La loi du 6 novembre 2025 a introduit en droit pénal français une nouvelle définition du viol et des agressions sexuelles en modifiant la rédaction de l’article 222-22 du code pénal pour la centrer sur la notion de consentement.
Désormais, « constitue une agression sexuelle tout acte sexuel non consenti commis sur la personne d’autrui ou sur la personne de l’auteur ».
Le même article souligne que « le consentement est libre et éclairé, spécifique, préalable et révocable », ajoute qu’il doit être apprécié « au regard des circonstances » et qu’il ne peut « être déduit du seul silence ou de la seule absence de réaction de la victime ».

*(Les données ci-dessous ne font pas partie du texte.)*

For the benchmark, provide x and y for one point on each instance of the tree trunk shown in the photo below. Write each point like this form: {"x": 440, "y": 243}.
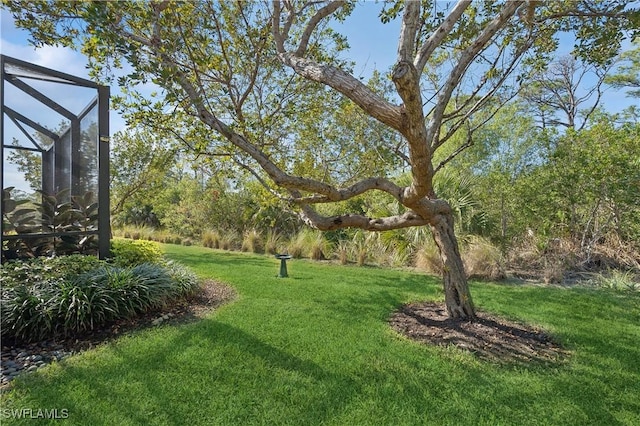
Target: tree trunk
{"x": 456, "y": 289}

Enfin, il est précisé qu’il n’y a pas de consentement si l’acte à caractère sexuel est commis avec violence, contrainte, menace ou surprise, qui étaient jusqu’à présent les seuls critères retenus par la loi pour caractériser un viol ou une agression sexuelle.

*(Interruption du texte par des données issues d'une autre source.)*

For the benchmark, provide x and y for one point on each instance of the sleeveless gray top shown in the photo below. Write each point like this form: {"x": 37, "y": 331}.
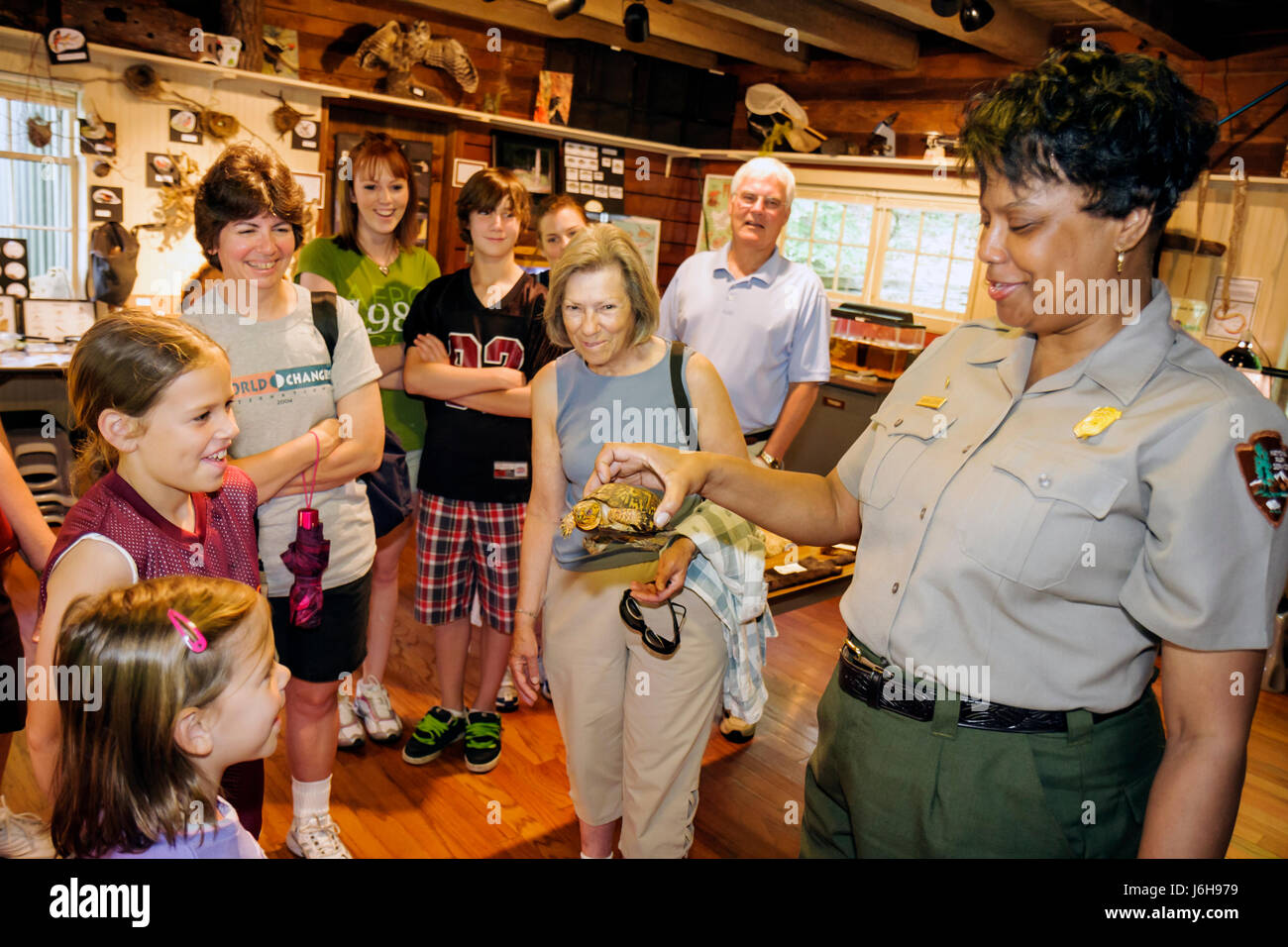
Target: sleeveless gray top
{"x": 595, "y": 410}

Les promoteurs de cette loi mettent en avant le fait que les enquêteurs et magistrats n’auront plus à rechercher si la victime a opposé une résistance mais uniquement la manière dont la personne mise en cause s’est assurée du consentement de son partenaire.
À l’inverse, un certain nombre de professionnels ont mis en garde contre cette nouvelle rédaction qui pourrait avoir pour effet contre-productif de recentrer les débats sur le consentement de la victime au lieu de s’interroger sur le comportement de l’agresseur.
Il convient ainsi d’attendre pour voir comment les juridictions vont se saisir en pratique de cette nouvelle définition du viol et des agressions sexuelles.